In jedem Jahr der Sekundarstufe – also von der 5. bis zur 9. Klasse – widmen sich die Schüler einem der Feiertage des Monats Tischri mit besonderer Aufmerksamkeit und an einem Projekttag. Sechs Stunden lang wird dann mit ganzer Kraft gewerkelt, entstehen feiertagsspezifisch Apfelgelee, runde Challot, Grußkarten, bemalte Honigteller und Sukkaschmuck. Am Tag vor Rosch Haschana wurde das Erlernte und Erarbeitete schließlich den Mitschülern präsentiert. In diesem Jahr in Form eines Schulfestes, an dem auch Freunde und Familie teilnehmen durften.
Zuordnung Wer welchen Feiertag intensiv beackert, ist im Lehrplan der Lichtigfeld-Schule festgeschrieben: Die Fünfte arbeitet sich in die Tiefen von Rosch Haschana ein, die Sechste in Jom Kippur und die Siebte in Sukkot.

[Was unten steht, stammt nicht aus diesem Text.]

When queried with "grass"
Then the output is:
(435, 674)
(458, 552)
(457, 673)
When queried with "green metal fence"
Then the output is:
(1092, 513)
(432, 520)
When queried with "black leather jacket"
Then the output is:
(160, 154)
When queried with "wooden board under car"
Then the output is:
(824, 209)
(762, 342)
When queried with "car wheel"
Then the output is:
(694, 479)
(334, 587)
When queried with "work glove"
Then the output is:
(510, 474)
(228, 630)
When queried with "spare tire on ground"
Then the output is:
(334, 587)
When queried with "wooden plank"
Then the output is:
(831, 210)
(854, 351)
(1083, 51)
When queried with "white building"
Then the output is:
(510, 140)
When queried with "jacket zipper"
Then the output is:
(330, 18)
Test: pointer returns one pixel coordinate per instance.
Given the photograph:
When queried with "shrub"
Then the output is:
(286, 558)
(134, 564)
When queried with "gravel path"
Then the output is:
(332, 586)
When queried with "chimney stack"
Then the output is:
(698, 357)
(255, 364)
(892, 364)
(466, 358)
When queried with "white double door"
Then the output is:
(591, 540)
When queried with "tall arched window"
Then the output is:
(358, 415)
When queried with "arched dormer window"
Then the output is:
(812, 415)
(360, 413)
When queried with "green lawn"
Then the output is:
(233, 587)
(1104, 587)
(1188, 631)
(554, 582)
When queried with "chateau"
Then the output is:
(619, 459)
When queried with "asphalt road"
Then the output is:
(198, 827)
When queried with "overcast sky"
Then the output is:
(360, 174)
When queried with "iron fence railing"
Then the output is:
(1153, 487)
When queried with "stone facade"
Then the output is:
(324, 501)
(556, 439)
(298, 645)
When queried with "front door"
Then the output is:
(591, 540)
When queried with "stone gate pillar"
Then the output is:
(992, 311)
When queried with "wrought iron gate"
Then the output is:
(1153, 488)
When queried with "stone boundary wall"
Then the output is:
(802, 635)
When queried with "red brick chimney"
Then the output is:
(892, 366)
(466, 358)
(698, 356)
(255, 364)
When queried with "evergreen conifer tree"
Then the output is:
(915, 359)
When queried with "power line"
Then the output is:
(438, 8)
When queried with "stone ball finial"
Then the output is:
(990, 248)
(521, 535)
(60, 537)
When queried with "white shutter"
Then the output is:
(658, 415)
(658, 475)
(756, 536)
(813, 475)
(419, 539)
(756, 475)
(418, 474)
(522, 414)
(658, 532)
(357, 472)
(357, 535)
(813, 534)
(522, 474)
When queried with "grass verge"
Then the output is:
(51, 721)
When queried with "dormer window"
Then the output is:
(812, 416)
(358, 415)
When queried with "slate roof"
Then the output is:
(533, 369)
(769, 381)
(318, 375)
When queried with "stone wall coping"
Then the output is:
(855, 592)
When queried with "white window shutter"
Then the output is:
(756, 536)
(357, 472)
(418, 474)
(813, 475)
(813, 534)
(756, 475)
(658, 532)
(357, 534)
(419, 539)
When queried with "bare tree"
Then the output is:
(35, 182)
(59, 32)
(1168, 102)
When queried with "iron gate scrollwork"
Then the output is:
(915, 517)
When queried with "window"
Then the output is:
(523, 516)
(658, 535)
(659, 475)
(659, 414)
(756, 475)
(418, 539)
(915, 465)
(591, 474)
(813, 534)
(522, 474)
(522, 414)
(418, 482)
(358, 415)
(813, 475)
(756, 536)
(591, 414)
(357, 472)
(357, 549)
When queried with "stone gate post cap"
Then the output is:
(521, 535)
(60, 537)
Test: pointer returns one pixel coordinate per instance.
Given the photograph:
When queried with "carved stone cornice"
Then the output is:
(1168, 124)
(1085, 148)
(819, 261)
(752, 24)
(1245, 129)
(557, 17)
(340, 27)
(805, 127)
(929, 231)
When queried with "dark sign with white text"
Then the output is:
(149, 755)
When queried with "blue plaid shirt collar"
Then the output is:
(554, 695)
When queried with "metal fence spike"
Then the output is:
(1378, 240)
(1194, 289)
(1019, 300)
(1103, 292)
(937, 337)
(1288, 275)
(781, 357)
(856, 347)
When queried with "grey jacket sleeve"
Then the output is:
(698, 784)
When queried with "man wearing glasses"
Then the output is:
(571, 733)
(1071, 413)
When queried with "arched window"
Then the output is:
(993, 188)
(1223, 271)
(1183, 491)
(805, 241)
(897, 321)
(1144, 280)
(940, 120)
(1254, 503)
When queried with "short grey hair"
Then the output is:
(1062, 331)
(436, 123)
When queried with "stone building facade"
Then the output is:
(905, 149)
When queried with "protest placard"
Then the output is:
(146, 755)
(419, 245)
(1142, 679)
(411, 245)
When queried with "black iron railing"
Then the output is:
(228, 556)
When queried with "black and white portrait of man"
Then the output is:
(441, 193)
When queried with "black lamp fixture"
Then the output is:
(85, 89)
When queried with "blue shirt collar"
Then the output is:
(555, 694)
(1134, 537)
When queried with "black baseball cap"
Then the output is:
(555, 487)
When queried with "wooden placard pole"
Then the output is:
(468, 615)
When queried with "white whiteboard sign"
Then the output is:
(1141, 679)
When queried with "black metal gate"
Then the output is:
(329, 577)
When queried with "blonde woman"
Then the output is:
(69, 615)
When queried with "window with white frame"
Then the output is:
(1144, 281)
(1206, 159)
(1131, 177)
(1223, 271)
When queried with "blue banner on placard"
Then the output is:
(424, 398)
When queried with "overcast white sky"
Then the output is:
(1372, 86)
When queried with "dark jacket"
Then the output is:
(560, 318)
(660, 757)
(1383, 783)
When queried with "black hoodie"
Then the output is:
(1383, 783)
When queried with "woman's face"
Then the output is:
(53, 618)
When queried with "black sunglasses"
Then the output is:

Dann folgt ein kleiner Wechsel in der eigentlichen Feiertagsreihenfolge: die Achtklässler sind für Simchat Tora zuständig, die Neunte für Schmini Azeret.
»Wir haben das umgedreht, weil Schmini Azeret schwierig darzustellen ist«, erklärt Religionslehrerin Nurith Schönfeld. Die Bedeutung des Feiertages, an dem um Wasser für die neue Ernte gebeten wird, haben die Neuntklässler mit Bravour umgesetzt, indem die Chemieklasse Experimente mit Wasser vorführte.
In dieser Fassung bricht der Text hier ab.